Jimmy Armfield: The End Of An Era
Reading through the obituaries this morning for the former Blackpool and England captain and broadcaster Jimmy Armfield, who died this morning at the age of eighty-two, it was difficult not to be struck by the tone of the comments made by those who’d enjoyed the privilege of spending time with him. “Kind”, “modest”, “humble” and “gentle” are not, after all, words that are commonly thrown around when we talk about leading figures in the media – or in the game in a general sense, if we’re honest with ourselves – very often. But then again, Jimmy Armfield was hardly the typical professional footballer, and neither was he the typical professional broadcaster.
Throughout the length of his career as a player, a manager and a broadcaster, Armfield always felt like something of a throwback. As a player he was a one club man, running up almost 570 appearances for Blackpool between 1954 and 1971, a reassuring presence at right-back at a club that became one of the casualties of the industrialisation of professional football that took place from the start of the 1960s on. Throughout a sixteen and a half year long career at Bloomfield Road, silverware was thin on the ground. He played in the team that finished as runners-up to Manchester United in the First Division at the end of the 1955/56 season and won promotion to the First Division at the end of the 1969/70 season – the club had been relegated for the first time since the 1930s three years earlier – but otherwise his time with the club was best characterised by loyalty to his club, dependability and consistency. His career as a player ended in May 1971 with a final appearance for Blackpool against Manchester United at Bloomfield Road, a match which, with the Seasiders already relegated from the First Division, would also turn out to be Blackpool’s last in the top flight of the English game for almost forty years.
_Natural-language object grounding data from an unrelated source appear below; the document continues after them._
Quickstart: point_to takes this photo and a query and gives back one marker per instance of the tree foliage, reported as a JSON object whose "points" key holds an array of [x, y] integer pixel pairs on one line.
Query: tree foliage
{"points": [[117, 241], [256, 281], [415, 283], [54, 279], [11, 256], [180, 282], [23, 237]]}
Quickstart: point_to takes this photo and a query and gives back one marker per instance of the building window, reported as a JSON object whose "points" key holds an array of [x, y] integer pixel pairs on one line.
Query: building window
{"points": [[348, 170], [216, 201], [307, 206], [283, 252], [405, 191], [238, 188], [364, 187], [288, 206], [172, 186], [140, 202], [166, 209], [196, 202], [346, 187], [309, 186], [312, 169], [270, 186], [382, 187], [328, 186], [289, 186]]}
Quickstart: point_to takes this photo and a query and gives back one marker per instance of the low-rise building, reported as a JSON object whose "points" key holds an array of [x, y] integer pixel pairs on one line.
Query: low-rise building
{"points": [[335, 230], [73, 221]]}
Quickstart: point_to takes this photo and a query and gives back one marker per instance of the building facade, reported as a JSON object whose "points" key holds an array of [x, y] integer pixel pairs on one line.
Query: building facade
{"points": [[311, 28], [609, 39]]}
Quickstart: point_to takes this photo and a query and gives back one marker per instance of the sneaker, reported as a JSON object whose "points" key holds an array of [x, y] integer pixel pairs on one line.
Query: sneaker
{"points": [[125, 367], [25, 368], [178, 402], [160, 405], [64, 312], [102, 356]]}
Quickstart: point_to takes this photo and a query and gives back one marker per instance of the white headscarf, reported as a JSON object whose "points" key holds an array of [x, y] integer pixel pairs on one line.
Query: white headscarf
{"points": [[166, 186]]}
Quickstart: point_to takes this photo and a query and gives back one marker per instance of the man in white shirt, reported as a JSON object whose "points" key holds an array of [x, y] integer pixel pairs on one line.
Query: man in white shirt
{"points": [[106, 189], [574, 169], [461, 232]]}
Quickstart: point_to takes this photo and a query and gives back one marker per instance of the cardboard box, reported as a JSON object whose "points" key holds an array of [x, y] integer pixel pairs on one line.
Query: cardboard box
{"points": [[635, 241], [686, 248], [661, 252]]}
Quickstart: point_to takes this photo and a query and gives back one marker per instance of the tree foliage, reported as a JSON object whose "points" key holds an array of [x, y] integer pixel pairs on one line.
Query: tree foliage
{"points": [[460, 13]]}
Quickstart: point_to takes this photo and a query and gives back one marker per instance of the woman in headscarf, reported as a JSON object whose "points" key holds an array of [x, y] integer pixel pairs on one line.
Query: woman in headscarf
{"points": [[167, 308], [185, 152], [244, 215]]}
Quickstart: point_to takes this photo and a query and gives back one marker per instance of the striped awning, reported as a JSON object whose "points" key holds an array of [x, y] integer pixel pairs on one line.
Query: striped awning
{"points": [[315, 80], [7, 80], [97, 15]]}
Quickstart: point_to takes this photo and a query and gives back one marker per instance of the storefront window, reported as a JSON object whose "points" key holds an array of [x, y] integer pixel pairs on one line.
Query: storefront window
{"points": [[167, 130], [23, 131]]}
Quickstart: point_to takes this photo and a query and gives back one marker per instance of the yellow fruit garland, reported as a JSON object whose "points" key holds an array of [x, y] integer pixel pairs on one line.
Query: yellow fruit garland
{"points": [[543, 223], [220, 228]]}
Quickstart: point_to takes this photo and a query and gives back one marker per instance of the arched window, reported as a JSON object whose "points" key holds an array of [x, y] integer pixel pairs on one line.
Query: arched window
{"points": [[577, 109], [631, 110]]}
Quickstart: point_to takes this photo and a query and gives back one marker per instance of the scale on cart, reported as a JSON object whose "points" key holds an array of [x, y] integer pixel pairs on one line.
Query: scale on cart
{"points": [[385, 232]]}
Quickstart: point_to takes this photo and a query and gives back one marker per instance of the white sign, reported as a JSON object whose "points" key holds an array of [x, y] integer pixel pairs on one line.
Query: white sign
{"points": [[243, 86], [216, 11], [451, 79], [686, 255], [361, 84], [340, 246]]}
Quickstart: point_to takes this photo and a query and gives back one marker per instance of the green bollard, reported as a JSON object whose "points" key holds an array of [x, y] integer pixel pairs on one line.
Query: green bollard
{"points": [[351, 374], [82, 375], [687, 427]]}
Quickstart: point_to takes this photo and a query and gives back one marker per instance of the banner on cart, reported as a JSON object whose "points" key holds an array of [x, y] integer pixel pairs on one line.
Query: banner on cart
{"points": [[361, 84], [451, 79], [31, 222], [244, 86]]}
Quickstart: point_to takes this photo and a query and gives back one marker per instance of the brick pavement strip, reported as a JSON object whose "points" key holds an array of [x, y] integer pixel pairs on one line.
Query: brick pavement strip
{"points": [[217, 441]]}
His international career saw forty-four caps won playing for England between 1959 and 1966, fifteen of them as captain of the team. Having played – and performed well – at the 1962 World Cup finals in Chile, he might have expected a place in Alf Ramsey’s team four years later. Whilst he made the squad for the 1966 World Cup finals, however, an injury sustained at the very ed of the 1963/64 season whilst playing for Blackpool had allowed his place to be taken by George Cohen of Fulham, whilst further injury sustained shortly before the start of the tournament meant that he would take no part in England’s matches in the finals themselves. A campaign to get all players in the squads winners medals led to Armfield being awarded a World Cup winners medal in 2009.
His period as a manager lasted for just seven years. At Bolton Wanderers, he took another former north-western giant a step of the way back towards former glories in getting the club promoted from the Third Division at the end of the 1972/73 season, but this period is probably now best remembered for steadying of a listing ship a couple of years later. It’s difficult to imagine a more calming hand on the tiller than Armfield, and these skills were what he definitely needed when appointed as the new Leeds United manager in October 1974, following Brian Clough’s much talked about and contentious forty-four days in charge of the club following the departure of Don Revie to take the England manager’s job.
Armfield marked his first season at Elland Road by taking Leeds to a European Cup final – in which they were beaten by Bayern Munich in Paris in a match now better remembered for crowd disturbances so serious that Leeds were subsequently banned from playing in all European competitions for four years, although his was later reduced to two years upon appeal following a . Continuing the legacy of Revie with an ageing first team squad proved to be beyond him, although they did reach the semi-finals of both the League Cup and the FA Cup under his tutelage and didn’t finished outside the top ten throughout his four years in charge at Elland Road, and when Leeds replaced him with the former Celtic manager Jock Stein in the summer of 1978 a board of directors still chasing the successes of the Revie era set in motion a chain of events that would lead to the club being relegated at the end of the 1981/82 season.
Following the Leeds job, Armfield settled into a career in the media, the role through which most of us under the age of sixty became most familiar with him. He spent twelve years writing for the Daily Express, but he became best known as a summariser for the BBC, firstly with BBC Radio 2 and then with Radio Five and Five Live. His warm, mellifluous tones defied the many culls of voices that the BBC have undertaken over the last four decades, his continuing presence a tribute in itself to his qualities at explaining a frequently complicated game to a mass audience. His avuncular tone never protected his targets from criticism where warranted, but his thoughtful and insightful tone of voice always allowed the listener the luxury of the belief that we were being addressed personally through his words.
There is a degree of irony in looking back over the career of anyone who never seemed to spend that much time looking back himself. He was a pioneer as a player – an overlapping full-back in era during which the primary role of most defenders was to get rid of the damn ball as quickly as possible – a steadying hand on the tiller as a manager, and a fine broadcaster, the likes of which we’ll likely never see again. It’s easy to dismiss looking back at the past as over-romantic eulogising, but sometimes we should acknowledge that we’ve lost a one of a kind, a voice that made football in this country just a little kinder. We shall not, in all likelihood, get to see too many of his type again.